Some Westerners call for the break of Russia and China into smaller states. Divide and conquer kind of bullshit. But this flight of fancy is informed by the second half of the twentieth century that was the formative period for many people promoting it, and to their children too…

This discourse steams of out the loss of oversees empires by the West European countries and the break up of the USSR. There is a conspiracy theories that claim that the demise of Communism in Eastern Europe, and decolonization of the British Empire were very much elite decisions. Basically a betrayal of ideals. In my opinion, the British would have been kicked out of India eventually, and the USSR was also quite unsustainable.


The problem these people have is that Russia and China have majority core populations and this makes them national states of the Russians and the Han. I don’t want to dig out statistics for China right now but in Russia, 70% of the people are ethnic Russians and around 10% do not want to define their ethnicity. They are likely mixed or don’t see themselves as belonging to any ethnic group. The Russian ethnicity was in the minority in the USSR at the time of this break up, and the British Empire’s colonies always had non-Anglo-Saxon minority in its oversees colonies, apart from settler states in Australia and Canada.

People are still sharing the above ridiculous map, where most subjects of the “former” RF have the official language Russian, some with a Latin script (LOL). I don’t want to say Russian cannot be written in the Latin script but Cyrillic has been specifically made for Russian historically. It is like making the Greeks or Koreans write in Latin. Their respective scripts fit their languages perfectly, and are part of their culture. Also, those Siberian subjects 27, 30, are sparsely populated patchworks of different ethnic groups, nothing that could become viable nation states.

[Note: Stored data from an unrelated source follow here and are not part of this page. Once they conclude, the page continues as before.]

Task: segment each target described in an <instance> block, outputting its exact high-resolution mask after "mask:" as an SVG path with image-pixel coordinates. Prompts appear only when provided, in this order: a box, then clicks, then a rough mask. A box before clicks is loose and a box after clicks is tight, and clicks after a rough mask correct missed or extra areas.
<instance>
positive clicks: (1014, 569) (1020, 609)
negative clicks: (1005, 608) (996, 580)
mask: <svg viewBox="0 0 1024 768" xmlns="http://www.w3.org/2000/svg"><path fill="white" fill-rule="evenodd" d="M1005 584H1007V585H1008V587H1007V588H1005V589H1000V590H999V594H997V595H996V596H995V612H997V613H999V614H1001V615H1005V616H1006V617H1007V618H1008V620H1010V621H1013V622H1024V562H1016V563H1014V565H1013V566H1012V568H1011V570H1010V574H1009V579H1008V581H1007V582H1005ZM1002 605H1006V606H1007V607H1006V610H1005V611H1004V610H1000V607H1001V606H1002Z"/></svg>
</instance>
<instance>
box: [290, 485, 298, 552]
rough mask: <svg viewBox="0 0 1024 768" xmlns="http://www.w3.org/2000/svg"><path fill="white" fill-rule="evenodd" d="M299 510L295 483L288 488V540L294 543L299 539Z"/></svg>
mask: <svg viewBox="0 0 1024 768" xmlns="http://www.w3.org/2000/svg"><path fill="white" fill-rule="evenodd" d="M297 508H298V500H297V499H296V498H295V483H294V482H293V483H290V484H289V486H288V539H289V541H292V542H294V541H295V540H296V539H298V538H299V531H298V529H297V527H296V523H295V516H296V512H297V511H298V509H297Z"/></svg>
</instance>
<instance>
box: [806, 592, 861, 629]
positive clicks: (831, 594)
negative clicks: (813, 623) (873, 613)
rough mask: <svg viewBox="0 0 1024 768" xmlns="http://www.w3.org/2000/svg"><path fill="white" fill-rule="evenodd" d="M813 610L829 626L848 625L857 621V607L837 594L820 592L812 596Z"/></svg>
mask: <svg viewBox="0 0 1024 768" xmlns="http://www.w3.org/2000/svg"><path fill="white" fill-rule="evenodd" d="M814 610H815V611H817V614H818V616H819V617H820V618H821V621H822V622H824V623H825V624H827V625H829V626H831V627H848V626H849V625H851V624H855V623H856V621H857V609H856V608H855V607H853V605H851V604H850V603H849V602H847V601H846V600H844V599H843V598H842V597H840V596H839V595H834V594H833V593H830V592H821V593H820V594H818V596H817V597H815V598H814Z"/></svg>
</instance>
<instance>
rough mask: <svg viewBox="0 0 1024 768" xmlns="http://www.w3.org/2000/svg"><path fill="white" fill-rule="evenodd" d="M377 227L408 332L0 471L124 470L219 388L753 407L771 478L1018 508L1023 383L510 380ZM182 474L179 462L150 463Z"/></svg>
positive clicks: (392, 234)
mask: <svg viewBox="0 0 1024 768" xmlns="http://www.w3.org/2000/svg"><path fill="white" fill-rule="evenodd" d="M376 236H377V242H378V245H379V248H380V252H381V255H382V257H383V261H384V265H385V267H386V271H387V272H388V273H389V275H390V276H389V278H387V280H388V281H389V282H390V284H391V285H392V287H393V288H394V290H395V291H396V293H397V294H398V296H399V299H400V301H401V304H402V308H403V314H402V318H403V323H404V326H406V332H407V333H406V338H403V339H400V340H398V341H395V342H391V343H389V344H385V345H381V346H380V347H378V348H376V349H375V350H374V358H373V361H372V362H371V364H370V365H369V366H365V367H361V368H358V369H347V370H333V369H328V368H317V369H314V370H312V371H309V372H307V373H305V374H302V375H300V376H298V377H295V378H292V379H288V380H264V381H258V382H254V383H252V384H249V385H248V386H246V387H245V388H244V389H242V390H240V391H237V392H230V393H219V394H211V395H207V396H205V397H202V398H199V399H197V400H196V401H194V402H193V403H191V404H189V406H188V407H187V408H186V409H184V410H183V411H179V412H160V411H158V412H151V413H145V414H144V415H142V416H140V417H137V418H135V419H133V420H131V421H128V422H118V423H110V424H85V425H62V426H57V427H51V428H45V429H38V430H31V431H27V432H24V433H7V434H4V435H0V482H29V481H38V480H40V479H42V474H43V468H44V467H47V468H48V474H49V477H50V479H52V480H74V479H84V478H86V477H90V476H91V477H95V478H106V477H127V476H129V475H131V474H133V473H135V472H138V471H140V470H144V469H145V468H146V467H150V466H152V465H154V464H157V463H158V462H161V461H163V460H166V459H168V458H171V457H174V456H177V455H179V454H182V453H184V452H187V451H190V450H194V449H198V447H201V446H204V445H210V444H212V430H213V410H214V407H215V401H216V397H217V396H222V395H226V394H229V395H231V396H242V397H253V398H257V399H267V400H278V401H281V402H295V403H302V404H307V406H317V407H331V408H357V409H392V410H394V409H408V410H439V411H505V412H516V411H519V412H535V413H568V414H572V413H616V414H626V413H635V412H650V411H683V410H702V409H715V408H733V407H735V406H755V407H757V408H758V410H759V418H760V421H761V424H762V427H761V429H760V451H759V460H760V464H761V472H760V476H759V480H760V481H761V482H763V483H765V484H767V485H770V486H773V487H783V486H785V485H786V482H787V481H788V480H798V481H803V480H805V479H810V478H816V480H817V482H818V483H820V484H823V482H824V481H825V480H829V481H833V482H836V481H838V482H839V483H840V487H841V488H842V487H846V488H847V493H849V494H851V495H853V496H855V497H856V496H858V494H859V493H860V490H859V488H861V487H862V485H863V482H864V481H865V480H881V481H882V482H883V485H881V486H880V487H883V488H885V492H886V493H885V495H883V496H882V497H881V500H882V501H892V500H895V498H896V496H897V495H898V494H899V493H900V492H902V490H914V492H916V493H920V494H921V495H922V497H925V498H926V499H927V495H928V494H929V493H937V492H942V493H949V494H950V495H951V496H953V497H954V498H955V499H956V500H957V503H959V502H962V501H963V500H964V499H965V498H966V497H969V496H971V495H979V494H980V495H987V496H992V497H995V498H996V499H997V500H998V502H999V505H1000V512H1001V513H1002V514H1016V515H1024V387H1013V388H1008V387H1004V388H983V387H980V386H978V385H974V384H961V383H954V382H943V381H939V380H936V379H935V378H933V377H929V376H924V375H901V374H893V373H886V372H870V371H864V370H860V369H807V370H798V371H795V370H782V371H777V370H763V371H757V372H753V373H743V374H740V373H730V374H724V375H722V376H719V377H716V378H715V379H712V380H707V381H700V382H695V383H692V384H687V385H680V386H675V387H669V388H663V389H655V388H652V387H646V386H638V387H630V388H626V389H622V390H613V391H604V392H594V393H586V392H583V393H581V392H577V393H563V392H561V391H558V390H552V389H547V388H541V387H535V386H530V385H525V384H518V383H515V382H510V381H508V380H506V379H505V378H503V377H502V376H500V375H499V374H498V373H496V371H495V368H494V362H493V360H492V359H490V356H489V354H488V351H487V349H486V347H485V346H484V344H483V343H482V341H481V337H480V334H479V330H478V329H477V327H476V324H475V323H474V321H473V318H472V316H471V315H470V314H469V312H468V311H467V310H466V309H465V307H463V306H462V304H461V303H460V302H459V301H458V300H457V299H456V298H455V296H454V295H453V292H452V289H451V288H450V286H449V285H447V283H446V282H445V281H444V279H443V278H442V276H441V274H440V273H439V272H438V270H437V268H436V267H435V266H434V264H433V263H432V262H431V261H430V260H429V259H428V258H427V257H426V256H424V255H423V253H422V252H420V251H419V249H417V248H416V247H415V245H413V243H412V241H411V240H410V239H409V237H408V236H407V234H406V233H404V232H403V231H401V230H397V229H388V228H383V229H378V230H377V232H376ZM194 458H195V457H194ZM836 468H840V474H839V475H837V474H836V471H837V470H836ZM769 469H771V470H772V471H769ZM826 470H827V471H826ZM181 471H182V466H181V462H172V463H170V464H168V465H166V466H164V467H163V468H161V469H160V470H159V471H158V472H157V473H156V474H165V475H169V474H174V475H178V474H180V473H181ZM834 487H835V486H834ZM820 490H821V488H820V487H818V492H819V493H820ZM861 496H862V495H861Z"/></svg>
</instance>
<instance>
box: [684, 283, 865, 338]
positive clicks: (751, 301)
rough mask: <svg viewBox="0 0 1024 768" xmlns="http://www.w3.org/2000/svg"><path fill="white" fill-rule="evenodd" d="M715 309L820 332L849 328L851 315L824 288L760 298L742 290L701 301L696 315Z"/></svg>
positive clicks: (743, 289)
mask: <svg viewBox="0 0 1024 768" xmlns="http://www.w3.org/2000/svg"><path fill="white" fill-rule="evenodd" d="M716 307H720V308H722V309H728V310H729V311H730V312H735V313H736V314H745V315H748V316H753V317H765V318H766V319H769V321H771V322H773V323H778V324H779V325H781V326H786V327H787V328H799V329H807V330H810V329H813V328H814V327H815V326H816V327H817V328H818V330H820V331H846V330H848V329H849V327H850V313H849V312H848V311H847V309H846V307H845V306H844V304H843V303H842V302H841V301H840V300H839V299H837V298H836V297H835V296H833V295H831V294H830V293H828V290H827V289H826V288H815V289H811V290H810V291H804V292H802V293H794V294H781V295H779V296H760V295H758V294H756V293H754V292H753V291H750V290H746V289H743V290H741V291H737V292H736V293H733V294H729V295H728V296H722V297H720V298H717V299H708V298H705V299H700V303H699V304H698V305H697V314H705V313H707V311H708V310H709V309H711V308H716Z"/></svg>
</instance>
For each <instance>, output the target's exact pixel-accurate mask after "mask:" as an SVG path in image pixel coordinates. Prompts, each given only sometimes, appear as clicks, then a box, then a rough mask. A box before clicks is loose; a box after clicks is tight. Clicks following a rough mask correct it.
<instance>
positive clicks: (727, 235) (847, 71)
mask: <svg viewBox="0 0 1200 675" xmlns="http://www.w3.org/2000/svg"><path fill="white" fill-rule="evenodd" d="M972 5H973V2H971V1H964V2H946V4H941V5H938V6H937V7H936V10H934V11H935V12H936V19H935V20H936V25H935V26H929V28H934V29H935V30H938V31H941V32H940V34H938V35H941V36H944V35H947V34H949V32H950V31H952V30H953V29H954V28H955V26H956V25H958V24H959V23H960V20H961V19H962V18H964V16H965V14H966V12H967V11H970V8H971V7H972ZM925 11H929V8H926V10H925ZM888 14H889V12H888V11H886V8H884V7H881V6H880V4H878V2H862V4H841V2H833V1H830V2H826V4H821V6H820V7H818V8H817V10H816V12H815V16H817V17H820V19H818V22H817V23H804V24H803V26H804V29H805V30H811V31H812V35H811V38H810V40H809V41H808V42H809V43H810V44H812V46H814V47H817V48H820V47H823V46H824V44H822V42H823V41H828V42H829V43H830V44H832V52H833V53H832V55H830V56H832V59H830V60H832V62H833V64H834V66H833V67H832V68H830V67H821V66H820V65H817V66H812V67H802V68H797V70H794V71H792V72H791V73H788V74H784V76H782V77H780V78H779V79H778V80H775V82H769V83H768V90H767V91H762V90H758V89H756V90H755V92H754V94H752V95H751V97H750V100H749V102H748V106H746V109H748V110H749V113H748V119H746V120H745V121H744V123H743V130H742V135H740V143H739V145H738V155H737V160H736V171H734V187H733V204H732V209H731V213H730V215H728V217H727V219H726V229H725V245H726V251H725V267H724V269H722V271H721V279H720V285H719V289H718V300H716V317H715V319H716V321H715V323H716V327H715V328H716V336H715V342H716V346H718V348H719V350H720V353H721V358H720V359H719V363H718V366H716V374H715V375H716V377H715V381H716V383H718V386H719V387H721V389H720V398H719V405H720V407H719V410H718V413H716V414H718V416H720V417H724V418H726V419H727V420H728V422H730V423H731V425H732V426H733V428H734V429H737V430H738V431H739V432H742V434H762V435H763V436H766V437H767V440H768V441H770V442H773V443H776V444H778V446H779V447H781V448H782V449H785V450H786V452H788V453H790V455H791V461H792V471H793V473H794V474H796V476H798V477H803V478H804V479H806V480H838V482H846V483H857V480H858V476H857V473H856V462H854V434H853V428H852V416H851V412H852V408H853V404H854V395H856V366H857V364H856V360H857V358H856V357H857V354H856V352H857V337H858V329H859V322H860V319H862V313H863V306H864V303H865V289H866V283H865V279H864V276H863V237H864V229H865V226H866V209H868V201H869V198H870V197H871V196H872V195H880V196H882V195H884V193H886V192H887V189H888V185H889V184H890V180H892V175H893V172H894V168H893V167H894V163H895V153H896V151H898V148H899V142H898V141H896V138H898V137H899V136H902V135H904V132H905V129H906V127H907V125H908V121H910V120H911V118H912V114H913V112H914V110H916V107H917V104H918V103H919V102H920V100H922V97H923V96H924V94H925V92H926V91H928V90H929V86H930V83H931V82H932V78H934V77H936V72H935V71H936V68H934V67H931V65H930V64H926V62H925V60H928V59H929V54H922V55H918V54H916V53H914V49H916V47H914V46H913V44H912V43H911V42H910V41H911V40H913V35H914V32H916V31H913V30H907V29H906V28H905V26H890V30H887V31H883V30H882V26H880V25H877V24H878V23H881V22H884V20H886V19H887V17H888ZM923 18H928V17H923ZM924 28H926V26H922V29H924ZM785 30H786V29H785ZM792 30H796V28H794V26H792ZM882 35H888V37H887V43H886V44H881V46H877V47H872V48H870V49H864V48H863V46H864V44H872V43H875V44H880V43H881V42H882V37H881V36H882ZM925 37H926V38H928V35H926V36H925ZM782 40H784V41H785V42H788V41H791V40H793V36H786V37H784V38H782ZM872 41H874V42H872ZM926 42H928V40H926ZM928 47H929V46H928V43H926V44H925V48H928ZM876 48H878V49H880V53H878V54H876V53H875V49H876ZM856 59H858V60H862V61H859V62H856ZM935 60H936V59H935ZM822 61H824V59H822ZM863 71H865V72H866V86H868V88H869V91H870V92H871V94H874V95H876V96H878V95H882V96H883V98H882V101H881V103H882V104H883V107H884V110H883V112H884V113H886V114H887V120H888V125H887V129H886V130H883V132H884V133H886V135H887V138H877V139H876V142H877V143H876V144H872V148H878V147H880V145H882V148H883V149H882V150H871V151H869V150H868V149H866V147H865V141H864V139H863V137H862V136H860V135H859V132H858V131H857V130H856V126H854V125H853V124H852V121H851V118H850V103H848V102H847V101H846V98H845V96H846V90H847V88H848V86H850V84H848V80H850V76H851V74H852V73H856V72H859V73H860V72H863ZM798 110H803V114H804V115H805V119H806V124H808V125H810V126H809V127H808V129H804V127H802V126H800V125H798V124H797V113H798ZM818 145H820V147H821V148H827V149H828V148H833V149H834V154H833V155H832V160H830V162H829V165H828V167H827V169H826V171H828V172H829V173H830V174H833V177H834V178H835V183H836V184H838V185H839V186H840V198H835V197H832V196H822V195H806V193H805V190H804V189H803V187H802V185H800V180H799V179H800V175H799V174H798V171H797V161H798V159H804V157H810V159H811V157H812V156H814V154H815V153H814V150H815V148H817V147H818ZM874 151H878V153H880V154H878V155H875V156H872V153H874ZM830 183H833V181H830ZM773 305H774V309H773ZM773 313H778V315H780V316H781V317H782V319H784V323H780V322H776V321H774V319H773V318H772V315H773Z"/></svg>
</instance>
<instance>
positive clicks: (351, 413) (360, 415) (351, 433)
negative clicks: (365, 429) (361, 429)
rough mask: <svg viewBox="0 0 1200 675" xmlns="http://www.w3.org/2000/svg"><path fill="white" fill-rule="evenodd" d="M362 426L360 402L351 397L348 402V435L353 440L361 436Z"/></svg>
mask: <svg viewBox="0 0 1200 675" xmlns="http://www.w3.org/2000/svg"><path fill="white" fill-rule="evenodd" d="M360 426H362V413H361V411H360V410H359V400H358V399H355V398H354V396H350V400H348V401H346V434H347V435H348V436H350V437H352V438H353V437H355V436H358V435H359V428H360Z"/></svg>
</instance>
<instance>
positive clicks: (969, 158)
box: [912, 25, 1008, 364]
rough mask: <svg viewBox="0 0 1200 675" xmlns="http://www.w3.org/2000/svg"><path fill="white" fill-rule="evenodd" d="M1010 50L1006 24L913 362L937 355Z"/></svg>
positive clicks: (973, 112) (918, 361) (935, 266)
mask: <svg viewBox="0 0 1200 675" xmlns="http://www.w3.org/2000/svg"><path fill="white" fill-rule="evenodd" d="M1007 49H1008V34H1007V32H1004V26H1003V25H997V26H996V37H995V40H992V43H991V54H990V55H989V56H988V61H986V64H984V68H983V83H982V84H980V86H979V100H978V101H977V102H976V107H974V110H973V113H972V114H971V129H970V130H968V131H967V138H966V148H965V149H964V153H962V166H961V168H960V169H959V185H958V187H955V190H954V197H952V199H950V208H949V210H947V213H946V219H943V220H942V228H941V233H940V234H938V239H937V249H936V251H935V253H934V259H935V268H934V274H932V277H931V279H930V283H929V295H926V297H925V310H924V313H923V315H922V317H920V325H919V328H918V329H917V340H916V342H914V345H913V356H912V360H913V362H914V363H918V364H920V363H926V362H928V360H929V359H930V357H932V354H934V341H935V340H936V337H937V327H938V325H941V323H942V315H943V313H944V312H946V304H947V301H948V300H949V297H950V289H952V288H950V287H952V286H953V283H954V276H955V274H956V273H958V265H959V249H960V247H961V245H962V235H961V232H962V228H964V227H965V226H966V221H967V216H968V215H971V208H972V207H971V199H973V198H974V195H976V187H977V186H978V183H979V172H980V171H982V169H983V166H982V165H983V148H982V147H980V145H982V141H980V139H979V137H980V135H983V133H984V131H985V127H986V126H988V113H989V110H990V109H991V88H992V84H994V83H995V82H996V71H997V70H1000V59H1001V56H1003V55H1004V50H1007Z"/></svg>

Ukrops have adopted post-colonial victim mentality from critical theory that views the Russians as imperialist oppressors, and paints Ukraine as the perpetual victim of the Moskali. This framework fits well into the already well established culture of grievance in Ukraine that goes back a long way, perhaps to a book name Istoria Rusov which pre-dates the emergence of the Ukrainian national idea by several decades. It is therefore not very hard to view themselves as agents of Russian decolonization.